With all that in mind, it explains why the process is what it is for the Flyers. The team reluctantly entered a rebuild under Ron Hextall until the patience ran out. It’s simply not something that is in their DNA. It’s not a concept that has been executed under the current general manager or the two former ones that occupy the management room during several home games at Wells Fargo Center.
The Flyers can hire another coach who ranks in the Top 15 in all-time coaching victories, as Tortorella does. They can acquire a superstar player, move one of their higher-value contracts to open up space to sign a big-name free agent, such as Johnny Gaudreau, but it doesn’t make the problems disappear like a magic potion.
One player or one roster move will not suddenly take a floundering power play and abysmal penalty kill and rank it among the best. One player or move will not create the depth that the teams consistently contending for the Stanley Cup possess. One player or move will not sure up an entire defensive core that has been among the worst in the league for the last two seasons.

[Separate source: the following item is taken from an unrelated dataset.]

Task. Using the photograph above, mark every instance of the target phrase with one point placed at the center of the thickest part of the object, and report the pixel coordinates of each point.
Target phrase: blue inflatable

Despite that, the Flyers are going with the age-old approach of being aggressive and hoping it pays off. That will start with Tortorella, but it’s likely only scratching the surface on the plans that this regime has up its sleeve this offseason, trying to solve their problems quickly for a franchise that dropped deeper into irrelevance last season.
It’s what they have always seemed to do. It may have worked before the salary cap existed, always being aggressive to get the best coaches and players and try to build a super contender that was playoff-driven. Now, right or wrong, it’s a liability of the team’s management that could sink them further as much as the team hopes it could turn them around.